Do not expect ISAs to have anything like the impact that PEPs have had
SO, FAREWELL then PEPs. It has been nice knowing you. From next Tuesday you are history. But you have made quite an impression in the 12 years you have been here.

The first PEPs, launched in 1987, allowed only pounds 2,400 to be invested in the stockmarket - and you could not buy unit or investment trusts. The allowance has been increased, with the result that this year you could have invested pounds 9,000, split between pounds 6,000 in a general PEP and pounds 3,000 in a single company PEP. If you had religiously used up each year's allowance, you would have quite a sizeable investment pile.

It is rumoured that there are a few PEP millionaires around, although I have yet to meet one. Certainly half-millionaires, if you take husbands and wives together into account, are not rare, given the way the market has advanced over the past decade. No wonder Labour decided to close the door.

Money has certainly been flowing into PEPs as people take advantage of this last opportunity. The marketing hype has been huge. This money has to be invested and, sure enough, shares are close to all-time highs. But then, so is Wall Street. In fact it is surprising that our market has not performed better, given the support.

To some extent we should not be surprised. While there are new investors attracted into the system through PEPs, much of the money that has been flowing in has simply been reallocated from other investment sources. PEPs were always most attractive to established investors. Firms like ours have been raising money from taxable portfolios to put into PEPs ever since they were introduced. They may have attracted tens of billions of pounds, but a lot was invested already.

The allowances for the ISA are less generous, but investment restrictions are not as great. This means that people putting money into this new vehicle could choose to invest it all outside the UK. And although you can put all of your ISA into the stockmarket, there is no obligation to do so - with mini-cash and life insurance ISAs available also. So do not expect ISAs to have anything like the impact that PEPs have had.

I am not convinced that PEPs have made that much of a difference to the market anyway, but we could soon be suffering from morning-after effects as we move into the new tax year. It may take a while for the dust to settle, but it would not surprise me if people took a more critical view of their investments once they know they have a full year to mitigate any tax complications that selling in April brings.
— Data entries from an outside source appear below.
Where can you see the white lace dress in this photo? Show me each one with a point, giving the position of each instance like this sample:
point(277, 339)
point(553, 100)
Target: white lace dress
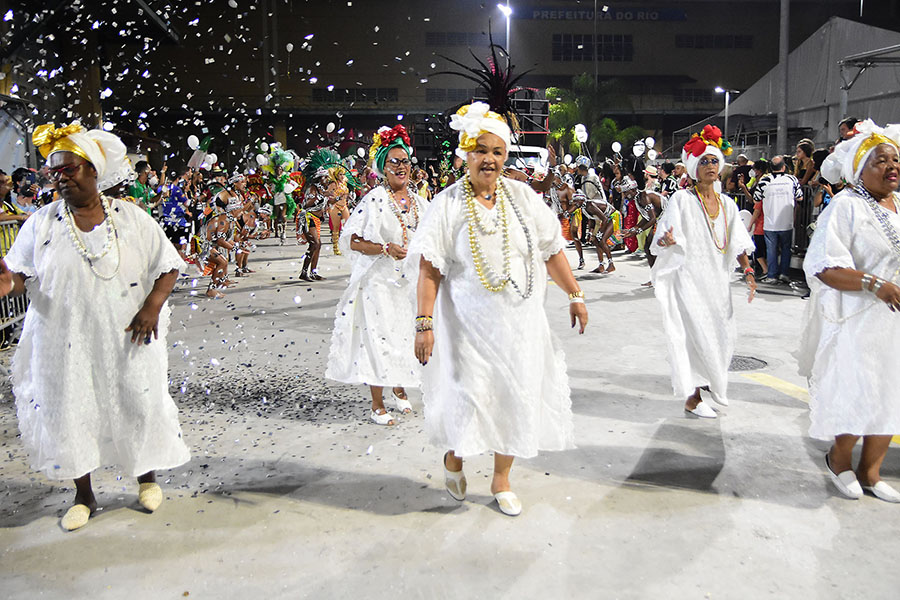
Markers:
point(691, 280)
point(374, 326)
point(497, 379)
point(851, 340)
point(86, 396)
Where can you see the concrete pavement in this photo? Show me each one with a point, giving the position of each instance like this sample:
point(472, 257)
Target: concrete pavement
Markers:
point(292, 493)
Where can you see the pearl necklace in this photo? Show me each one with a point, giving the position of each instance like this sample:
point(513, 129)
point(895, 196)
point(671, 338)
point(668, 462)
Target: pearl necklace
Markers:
point(398, 212)
point(710, 222)
point(112, 236)
point(483, 269)
point(882, 217)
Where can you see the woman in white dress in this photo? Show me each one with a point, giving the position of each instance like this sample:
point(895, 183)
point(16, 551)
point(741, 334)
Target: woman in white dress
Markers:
point(374, 325)
point(697, 240)
point(852, 334)
point(496, 380)
point(90, 373)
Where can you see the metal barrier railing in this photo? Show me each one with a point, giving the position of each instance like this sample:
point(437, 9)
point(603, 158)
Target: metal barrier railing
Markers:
point(12, 310)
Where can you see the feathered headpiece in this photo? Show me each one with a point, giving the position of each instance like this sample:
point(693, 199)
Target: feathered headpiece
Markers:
point(850, 156)
point(321, 161)
point(383, 141)
point(498, 83)
point(708, 141)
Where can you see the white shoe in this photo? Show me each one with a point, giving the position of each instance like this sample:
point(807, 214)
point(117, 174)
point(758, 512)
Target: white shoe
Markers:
point(721, 400)
point(384, 418)
point(703, 410)
point(509, 503)
point(883, 491)
point(401, 404)
point(845, 482)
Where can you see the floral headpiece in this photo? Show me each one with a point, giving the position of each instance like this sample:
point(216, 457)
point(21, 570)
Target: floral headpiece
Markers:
point(710, 136)
point(474, 120)
point(383, 141)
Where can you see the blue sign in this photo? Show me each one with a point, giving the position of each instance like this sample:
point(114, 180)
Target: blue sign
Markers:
point(617, 13)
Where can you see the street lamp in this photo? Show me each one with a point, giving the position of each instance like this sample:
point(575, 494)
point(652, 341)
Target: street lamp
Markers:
point(721, 90)
point(507, 12)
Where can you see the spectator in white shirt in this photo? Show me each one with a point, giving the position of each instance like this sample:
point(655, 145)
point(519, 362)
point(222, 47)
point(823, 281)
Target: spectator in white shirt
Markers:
point(778, 191)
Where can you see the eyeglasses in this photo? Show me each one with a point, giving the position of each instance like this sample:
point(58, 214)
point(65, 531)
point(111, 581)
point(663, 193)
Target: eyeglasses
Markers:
point(67, 170)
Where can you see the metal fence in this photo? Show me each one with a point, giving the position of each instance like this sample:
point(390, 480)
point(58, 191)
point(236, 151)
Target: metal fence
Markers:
point(12, 310)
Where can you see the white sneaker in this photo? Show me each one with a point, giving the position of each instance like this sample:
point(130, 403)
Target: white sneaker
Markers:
point(702, 410)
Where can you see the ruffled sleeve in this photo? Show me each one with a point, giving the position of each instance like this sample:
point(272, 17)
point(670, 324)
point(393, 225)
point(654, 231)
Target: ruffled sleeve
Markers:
point(20, 258)
point(162, 256)
point(433, 240)
point(670, 258)
point(366, 221)
point(548, 232)
point(829, 247)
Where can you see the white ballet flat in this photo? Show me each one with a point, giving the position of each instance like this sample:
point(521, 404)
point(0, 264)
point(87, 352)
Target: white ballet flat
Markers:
point(76, 517)
point(401, 404)
point(455, 482)
point(509, 503)
point(845, 482)
point(883, 491)
point(150, 496)
point(384, 418)
point(702, 410)
point(722, 400)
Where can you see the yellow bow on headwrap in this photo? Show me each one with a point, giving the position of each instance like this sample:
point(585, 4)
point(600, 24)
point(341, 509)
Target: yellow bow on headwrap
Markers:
point(876, 139)
point(49, 139)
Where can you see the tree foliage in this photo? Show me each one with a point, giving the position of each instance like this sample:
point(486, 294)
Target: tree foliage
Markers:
point(587, 103)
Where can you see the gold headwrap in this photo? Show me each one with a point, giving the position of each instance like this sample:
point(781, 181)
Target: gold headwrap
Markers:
point(876, 139)
point(483, 121)
point(49, 139)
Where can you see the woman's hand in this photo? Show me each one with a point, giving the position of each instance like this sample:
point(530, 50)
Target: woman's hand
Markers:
point(751, 283)
point(889, 294)
point(144, 324)
point(668, 239)
point(578, 311)
point(425, 344)
point(396, 251)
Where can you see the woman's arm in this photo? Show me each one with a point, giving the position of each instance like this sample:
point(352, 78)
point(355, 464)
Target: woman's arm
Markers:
point(426, 295)
point(559, 270)
point(146, 322)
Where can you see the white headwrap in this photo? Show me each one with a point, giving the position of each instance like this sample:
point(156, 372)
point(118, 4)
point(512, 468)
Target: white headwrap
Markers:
point(104, 150)
point(691, 162)
point(850, 156)
point(474, 120)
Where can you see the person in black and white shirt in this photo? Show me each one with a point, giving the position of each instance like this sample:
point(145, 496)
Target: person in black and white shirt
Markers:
point(778, 191)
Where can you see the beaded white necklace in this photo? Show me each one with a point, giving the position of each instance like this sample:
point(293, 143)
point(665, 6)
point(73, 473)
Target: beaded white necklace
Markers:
point(112, 238)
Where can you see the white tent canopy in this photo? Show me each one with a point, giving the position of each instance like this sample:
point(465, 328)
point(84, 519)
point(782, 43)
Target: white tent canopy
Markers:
point(814, 83)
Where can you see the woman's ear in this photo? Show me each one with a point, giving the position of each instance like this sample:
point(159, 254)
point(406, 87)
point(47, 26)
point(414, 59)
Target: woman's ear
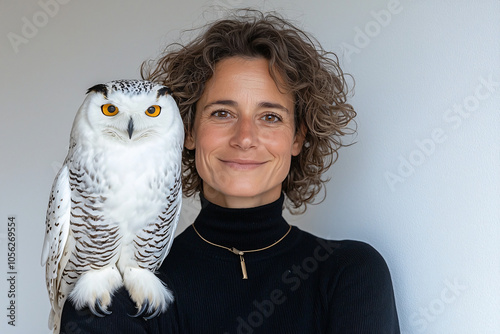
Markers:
point(298, 141)
point(189, 141)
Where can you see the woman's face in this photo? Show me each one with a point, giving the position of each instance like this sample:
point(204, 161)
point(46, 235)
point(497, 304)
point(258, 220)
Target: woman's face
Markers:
point(243, 135)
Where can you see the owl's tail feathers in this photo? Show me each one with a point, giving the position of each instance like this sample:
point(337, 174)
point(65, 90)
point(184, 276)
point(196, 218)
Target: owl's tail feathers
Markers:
point(149, 293)
point(54, 322)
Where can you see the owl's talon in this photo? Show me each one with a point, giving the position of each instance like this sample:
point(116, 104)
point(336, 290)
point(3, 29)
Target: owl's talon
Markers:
point(149, 317)
point(141, 311)
point(102, 309)
point(98, 310)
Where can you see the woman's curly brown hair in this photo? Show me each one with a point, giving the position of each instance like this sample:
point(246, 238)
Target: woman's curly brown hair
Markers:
point(311, 74)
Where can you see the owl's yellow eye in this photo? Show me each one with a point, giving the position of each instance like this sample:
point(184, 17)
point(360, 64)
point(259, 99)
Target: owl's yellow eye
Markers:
point(153, 111)
point(109, 109)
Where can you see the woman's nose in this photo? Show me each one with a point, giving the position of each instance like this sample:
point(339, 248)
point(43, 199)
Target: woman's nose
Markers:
point(245, 134)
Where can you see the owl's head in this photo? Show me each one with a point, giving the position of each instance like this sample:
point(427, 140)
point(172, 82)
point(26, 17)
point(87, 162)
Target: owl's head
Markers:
point(128, 111)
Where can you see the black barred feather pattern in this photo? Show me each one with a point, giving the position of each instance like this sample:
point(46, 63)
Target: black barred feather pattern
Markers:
point(115, 203)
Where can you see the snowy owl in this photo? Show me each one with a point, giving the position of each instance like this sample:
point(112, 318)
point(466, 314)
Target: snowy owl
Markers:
point(115, 202)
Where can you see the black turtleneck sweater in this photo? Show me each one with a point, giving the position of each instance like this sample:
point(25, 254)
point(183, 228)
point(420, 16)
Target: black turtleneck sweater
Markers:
point(303, 284)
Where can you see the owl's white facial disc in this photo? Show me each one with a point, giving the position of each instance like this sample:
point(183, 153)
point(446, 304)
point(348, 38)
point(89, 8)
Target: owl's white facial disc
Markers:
point(129, 111)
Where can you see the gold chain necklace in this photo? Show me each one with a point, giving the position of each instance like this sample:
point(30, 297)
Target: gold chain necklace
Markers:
point(241, 253)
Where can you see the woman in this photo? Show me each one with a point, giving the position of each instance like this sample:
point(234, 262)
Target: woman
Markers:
point(264, 108)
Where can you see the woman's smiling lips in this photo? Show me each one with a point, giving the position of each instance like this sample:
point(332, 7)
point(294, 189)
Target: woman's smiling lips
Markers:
point(242, 164)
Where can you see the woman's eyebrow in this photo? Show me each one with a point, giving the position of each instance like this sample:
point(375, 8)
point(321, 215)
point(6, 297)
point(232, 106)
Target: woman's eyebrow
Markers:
point(230, 103)
point(264, 104)
point(271, 105)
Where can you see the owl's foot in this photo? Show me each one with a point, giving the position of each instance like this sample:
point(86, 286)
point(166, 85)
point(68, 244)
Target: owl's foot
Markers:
point(95, 288)
point(149, 293)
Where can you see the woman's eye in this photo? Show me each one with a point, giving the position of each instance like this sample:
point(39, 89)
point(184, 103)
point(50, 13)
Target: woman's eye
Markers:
point(271, 118)
point(221, 113)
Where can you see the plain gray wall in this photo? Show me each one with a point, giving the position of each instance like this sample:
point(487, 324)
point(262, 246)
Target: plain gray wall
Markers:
point(421, 184)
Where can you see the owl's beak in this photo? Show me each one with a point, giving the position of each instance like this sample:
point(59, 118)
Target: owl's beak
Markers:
point(130, 128)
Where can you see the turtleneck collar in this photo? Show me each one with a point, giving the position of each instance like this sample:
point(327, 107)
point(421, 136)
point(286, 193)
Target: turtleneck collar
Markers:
point(245, 229)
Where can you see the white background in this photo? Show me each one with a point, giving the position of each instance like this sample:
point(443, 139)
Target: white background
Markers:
point(421, 184)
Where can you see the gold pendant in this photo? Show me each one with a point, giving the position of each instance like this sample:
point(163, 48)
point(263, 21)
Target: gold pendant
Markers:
point(242, 262)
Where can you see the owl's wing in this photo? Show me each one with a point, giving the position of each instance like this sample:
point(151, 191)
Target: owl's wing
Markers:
point(57, 230)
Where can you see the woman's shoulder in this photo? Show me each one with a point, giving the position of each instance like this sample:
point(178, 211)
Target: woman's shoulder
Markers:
point(345, 253)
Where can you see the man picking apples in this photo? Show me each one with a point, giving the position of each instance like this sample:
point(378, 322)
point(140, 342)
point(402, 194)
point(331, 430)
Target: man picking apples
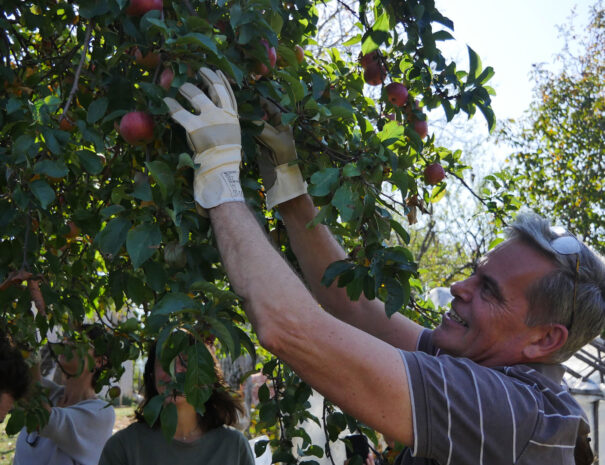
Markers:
point(483, 388)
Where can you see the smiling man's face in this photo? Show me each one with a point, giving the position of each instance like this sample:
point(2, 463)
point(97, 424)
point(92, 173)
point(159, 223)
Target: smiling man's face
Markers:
point(487, 320)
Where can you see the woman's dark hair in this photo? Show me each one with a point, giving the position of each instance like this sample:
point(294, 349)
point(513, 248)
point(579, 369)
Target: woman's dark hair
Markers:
point(14, 373)
point(222, 407)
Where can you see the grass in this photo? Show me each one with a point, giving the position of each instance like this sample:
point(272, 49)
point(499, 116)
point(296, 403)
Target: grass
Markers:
point(7, 443)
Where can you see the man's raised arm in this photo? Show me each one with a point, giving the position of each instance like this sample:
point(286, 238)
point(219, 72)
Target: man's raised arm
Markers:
point(315, 247)
point(362, 374)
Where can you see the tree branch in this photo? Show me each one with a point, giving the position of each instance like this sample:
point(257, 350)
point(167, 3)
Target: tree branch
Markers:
point(74, 87)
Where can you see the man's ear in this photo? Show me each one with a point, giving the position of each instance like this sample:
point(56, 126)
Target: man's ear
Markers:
point(546, 340)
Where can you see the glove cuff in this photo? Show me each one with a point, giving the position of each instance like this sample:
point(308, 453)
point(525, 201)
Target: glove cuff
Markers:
point(289, 184)
point(217, 178)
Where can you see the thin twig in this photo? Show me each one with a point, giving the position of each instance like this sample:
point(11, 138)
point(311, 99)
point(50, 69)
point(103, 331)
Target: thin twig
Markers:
point(325, 425)
point(74, 87)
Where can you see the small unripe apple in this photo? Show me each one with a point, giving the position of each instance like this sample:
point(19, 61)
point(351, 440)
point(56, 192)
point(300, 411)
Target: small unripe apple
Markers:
point(300, 53)
point(166, 78)
point(140, 7)
point(66, 124)
point(114, 392)
point(261, 68)
point(434, 174)
point(136, 128)
point(422, 128)
point(369, 59)
point(397, 94)
point(374, 75)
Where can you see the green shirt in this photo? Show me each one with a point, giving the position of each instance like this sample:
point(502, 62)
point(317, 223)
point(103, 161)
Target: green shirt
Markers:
point(140, 445)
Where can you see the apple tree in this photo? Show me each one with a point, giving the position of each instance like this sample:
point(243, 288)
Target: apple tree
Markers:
point(97, 218)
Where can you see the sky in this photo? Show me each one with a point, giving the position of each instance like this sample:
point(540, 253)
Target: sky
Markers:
point(510, 36)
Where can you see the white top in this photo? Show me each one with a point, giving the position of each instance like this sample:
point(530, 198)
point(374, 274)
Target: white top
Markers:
point(74, 435)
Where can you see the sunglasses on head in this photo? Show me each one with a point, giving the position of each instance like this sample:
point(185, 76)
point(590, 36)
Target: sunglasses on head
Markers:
point(567, 244)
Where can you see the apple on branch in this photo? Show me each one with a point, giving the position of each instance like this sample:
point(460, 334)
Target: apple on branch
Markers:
point(166, 78)
point(136, 128)
point(397, 94)
point(262, 68)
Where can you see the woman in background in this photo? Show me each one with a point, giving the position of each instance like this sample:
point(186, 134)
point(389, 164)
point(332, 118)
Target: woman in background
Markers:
point(206, 439)
point(79, 422)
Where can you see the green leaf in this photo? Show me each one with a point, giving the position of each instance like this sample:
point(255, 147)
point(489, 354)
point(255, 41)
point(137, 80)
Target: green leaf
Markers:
point(293, 86)
point(172, 303)
point(442, 35)
point(43, 192)
point(352, 41)
point(391, 133)
point(335, 269)
point(351, 170)
point(197, 39)
point(400, 230)
point(395, 297)
point(90, 161)
point(488, 113)
point(268, 413)
point(474, 65)
point(259, 447)
point(96, 110)
point(152, 410)
point(346, 202)
point(51, 168)
point(324, 181)
point(112, 237)
point(163, 175)
point(224, 335)
point(400, 179)
point(169, 419)
point(142, 242)
point(486, 75)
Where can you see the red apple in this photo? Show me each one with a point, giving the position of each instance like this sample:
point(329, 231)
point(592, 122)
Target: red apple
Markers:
point(140, 7)
point(136, 128)
point(397, 94)
point(300, 53)
point(149, 61)
point(421, 127)
point(434, 174)
point(374, 74)
point(166, 78)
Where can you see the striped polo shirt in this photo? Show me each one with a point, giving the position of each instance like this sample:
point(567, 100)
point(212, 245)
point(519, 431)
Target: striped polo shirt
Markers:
point(468, 414)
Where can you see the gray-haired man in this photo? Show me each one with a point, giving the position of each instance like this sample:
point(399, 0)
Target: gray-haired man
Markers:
point(483, 388)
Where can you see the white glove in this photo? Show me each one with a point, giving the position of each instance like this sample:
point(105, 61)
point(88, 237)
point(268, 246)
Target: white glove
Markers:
point(277, 163)
point(214, 136)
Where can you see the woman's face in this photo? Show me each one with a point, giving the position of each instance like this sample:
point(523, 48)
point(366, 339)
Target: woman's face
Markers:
point(162, 379)
point(71, 362)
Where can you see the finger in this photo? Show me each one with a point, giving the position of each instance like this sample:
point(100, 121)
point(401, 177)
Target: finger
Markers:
point(198, 99)
point(229, 90)
point(217, 89)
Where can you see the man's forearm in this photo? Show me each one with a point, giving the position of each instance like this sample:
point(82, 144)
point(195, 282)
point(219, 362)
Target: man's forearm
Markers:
point(323, 351)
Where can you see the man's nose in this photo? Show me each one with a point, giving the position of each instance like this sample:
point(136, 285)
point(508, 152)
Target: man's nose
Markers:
point(463, 289)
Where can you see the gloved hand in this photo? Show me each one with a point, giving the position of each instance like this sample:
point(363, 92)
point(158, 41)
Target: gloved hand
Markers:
point(214, 136)
point(281, 176)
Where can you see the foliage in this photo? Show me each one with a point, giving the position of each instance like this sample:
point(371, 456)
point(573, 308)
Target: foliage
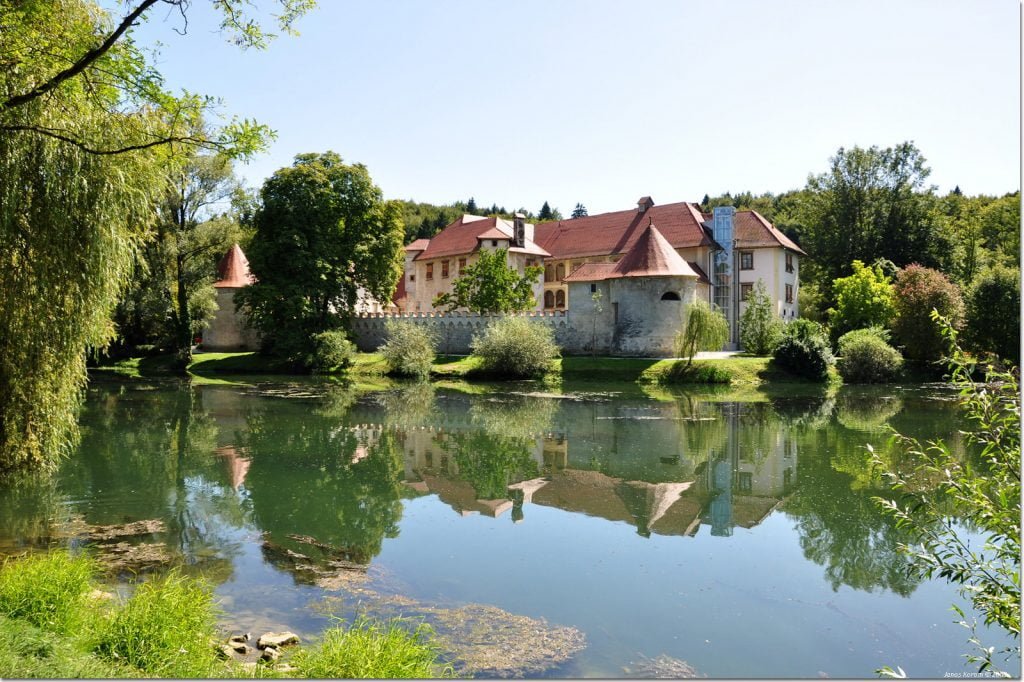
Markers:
point(85, 123)
point(993, 316)
point(870, 205)
point(760, 330)
point(164, 630)
point(368, 649)
point(323, 233)
point(515, 347)
point(702, 329)
point(332, 351)
point(863, 299)
point(489, 285)
point(919, 291)
point(984, 492)
point(865, 357)
point(47, 590)
point(410, 349)
point(804, 350)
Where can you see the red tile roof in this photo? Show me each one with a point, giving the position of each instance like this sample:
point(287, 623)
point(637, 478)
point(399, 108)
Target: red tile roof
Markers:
point(462, 238)
point(615, 232)
point(232, 270)
point(650, 256)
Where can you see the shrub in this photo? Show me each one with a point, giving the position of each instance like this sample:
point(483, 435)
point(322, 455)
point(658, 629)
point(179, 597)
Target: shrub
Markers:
point(993, 315)
point(919, 291)
point(863, 299)
point(804, 350)
point(410, 349)
point(866, 358)
point(370, 650)
point(704, 329)
point(46, 590)
point(165, 630)
point(515, 347)
point(332, 351)
point(760, 330)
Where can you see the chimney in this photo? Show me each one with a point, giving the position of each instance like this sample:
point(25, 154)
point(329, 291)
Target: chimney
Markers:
point(519, 230)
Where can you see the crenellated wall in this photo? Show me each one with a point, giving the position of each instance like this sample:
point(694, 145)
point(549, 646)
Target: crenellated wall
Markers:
point(456, 330)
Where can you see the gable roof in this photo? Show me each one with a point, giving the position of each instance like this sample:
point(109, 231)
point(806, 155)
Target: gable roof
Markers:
point(615, 232)
point(752, 230)
point(650, 256)
point(463, 236)
point(232, 270)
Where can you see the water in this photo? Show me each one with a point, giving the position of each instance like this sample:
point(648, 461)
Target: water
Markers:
point(737, 536)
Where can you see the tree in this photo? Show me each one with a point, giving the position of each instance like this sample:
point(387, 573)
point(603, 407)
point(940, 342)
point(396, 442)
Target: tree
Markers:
point(323, 233)
point(919, 291)
point(488, 285)
point(864, 299)
point(983, 494)
point(760, 330)
point(871, 204)
point(993, 312)
point(702, 329)
point(84, 126)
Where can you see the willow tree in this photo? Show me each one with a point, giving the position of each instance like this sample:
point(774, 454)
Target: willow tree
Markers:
point(86, 128)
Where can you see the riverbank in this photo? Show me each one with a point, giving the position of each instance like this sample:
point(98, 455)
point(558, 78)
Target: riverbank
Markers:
point(734, 370)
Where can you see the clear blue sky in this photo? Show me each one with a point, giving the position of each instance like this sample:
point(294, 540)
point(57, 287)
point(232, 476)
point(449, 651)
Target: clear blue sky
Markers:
point(602, 101)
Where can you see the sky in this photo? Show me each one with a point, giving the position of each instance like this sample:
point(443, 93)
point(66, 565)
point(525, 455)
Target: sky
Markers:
point(602, 101)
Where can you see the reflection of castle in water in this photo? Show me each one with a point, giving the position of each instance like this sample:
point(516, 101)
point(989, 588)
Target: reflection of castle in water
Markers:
point(722, 469)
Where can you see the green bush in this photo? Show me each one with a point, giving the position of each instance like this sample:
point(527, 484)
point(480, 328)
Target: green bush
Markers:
point(760, 330)
point(47, 590)
point(865, 357)
point(370, 650)
point(993, 312)
point(804, 350)
point(515, 347)
point(919, 291)
point(332, 351)
point(410, 349)
point(166, 629)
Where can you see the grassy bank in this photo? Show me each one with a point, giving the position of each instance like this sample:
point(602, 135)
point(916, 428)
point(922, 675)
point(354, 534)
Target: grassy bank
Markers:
point(56, 623)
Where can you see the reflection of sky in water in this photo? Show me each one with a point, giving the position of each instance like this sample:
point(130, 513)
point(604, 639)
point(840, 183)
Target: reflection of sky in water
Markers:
point(738, 538)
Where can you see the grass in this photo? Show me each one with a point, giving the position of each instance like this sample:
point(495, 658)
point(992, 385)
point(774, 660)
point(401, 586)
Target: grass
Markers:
point(368, 649)
point(51, 627)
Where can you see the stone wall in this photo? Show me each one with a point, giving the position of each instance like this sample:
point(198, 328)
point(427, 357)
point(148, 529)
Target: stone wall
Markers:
point(456, 330)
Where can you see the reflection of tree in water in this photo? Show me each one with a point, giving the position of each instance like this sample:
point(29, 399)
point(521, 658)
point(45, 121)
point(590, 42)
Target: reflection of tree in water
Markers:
point(840, 526)
point(313, 477)
point(866, 412)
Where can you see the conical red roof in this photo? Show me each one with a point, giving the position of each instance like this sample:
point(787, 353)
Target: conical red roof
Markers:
point(232, 270)
point(652, 256)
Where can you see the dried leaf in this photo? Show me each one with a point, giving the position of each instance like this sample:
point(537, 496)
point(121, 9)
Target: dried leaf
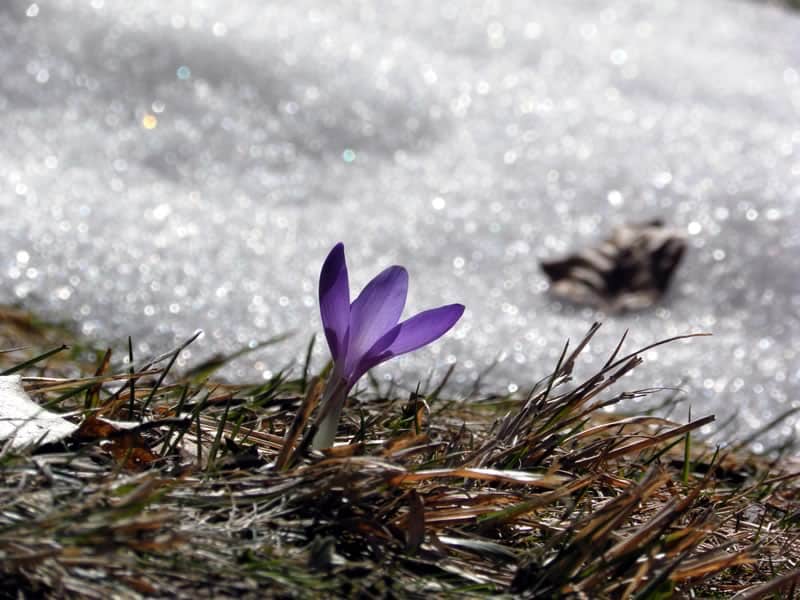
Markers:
point(26, 423)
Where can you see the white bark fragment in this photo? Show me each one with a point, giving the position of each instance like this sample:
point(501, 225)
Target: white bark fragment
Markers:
point(23, 421)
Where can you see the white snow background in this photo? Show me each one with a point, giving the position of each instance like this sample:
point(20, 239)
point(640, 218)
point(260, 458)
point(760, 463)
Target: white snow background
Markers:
point(173, 165)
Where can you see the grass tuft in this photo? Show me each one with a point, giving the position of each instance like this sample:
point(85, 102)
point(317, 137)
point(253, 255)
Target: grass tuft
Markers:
point(213, 492)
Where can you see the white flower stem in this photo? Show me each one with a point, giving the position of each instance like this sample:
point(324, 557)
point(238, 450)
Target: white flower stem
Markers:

We have become used to rising stock markets, PEP-fuelled or not PEP-fuelled. I have a feeling that we should expect rather more mundane conditions as we near the new millennium.

Incidentally, if you have not yet taken out your final PEP, there are a number of providers staying open all over the Easter break, just so they can relieve you of your money. I am told that at least one major investment house is prepared to take PEP applications as late as one minute to midnight on Easter Monday. That shows you how keen they are to make the most of this selling opportunity.